De otro modo también podríamos tomar la dichosa
“fuente” como un objeto andrógino –en el contexto ducassiano del encuentro
fortuito [y a la espera de que André Breton lo recupere objetivo, “el azar
objetivo”, para así justificar su demostrado amilanamiento frente a la
amenazadora Nadja, la femme] de una máquina de coser (ella) y un paraguas (él)
sobre una mesa de disección (la blanca pared del museo), pero que, para el caso
nuestro, el “artista” lejos está de querer diseccionar- más maternal que
paternal, en vista de cómo Duchamp lo culmina en (la) Fuente y esconde, con
finura (finesse lo llama Pardo), el urinario. Con ser muy ocurrente, tampoco
vamos a meternos en este aspecto de la cuestión. Bástenos con dejarlo caer y
que sean, si así les place, los doctores de la capilla duchampista quienes se
devanen los sesos en la elaboración minuciosa de la teoría concordante.
Puede verse, de hecho ni siquiera hemos intentado
disimularlo, el nulo interés que nos provoca la artística fuente, cuanto menos
nos urge servirnos del útil y siempre a propósito urinario. Es tarde ya para
dejarse sorprender por cualquier gesto presuntamente iconoclasta, máxime si
este gira alrededor de algo con tan mala imagen como el retrete. Ni la
intención de Duchamp de subvertir el arte, ni su dudosa formalización
‘estética’ ofrecen plusvalía alguna a la cual agarrarse y, como consecuencia de
ello, desear quedarse con ella para luego recolocarla en algún preferente del
salón de casa en vez de arrojarla a la basura, lo que al parecer terminó
haciendo Alfred Stieglitz, visto que Marcel Duchamp tampoco la reclamaba.

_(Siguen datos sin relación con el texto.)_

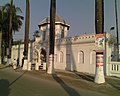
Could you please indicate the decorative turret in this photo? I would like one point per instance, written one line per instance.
(61, 28)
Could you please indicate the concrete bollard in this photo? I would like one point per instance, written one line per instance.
(44, 66)
(36, 66)
(14, 64)
(29, 66)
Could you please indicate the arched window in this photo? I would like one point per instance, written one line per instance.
(81, 57)
(92, 57)
(61, 57)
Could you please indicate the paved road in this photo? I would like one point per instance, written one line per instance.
(24, 83)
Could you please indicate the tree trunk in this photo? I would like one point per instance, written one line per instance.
(117, 30)
(52, 37)
(10, 34)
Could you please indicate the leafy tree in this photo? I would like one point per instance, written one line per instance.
(6, 11)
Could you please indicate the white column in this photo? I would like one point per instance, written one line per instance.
(25, 65)
(51, 65)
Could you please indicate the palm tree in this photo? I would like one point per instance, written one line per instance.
(117, 30)
(26, 38)
(52, 36)
(9, 22)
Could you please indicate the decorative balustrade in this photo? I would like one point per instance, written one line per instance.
(77, 39)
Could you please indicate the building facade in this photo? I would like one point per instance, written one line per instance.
(77, 53)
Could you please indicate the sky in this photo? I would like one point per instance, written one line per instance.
(79, 14)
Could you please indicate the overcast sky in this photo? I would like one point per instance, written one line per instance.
(79, 14)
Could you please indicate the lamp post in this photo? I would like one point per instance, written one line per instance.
(117, 45)
(100, 41)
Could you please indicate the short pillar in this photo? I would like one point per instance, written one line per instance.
(25, 65)
(36, 66)
(14, 64)
(44, 66)
(50, 69)
(99, 75)
(29, 66)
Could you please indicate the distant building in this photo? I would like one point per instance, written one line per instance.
(77, 53)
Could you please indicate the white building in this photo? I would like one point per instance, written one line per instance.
(77, 53)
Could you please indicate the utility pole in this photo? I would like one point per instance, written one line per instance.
(10, 34)
(100, 39)
(26, 38)
(52, 37)
(117, 30)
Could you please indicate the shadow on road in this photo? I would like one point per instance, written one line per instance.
(114, 83)
(4, 67)
(68, 89)
(17, 79)
(85, 76)
(4, 87)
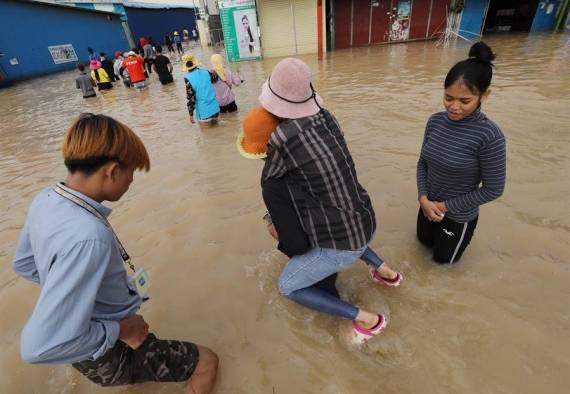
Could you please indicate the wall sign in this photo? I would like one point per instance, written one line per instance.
(63, 53)
(400, 29)
(241, 31)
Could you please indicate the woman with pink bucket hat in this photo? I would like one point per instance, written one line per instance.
(308, 149)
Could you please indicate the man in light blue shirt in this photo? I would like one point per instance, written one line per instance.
(86, 314)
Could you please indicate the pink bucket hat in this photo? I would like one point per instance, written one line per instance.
(288, 92)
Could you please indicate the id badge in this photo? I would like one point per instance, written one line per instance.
(141, 283)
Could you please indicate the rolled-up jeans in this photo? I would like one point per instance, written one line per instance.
(297, 279)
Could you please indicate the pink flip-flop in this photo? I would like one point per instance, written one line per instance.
(362, 335)
(376, 277)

Nuestra
incursión en este asunto viene motivada por el hecho menor de que, pese a la
desaparición del original, sin duda cargado de aura benjaminiana pese a todo,
en los museos de arte contemporáneo abundan las copias y no son pocos los
visitantes ocasionales de los mismos que con regularidad matemática se enfrentan
a ellas ¿con qué ánimo? ¿El estético o el utilitario? ¿Le ganó, al fin, la vida
al arte o las expectativas de la vida fueron atropelladas por las del arte? ¿Lo
simbólico superó lo real o viceversa?
No podemos decir otra cosa que no sea: Estamos en
ello. Seguimos en ello. Esperando el
provenir pero el porvenir no llega (E. Morente). Amenazados tanto por las
Autoridades sanitaria: El Arte obstruye
las uretras, como por las Artísticas: Prohibido
mear fuera del tiesto. Atrapados por igual en la ordinariez proletaria de
la Fuente de don Marcelo, como en el exhibicionismo capitalista del retrete
dorado de Maurizio Cattelan, por lo que a vivir se refiere: En la cercanía de
los retretes, artistas y gente varia confundidos.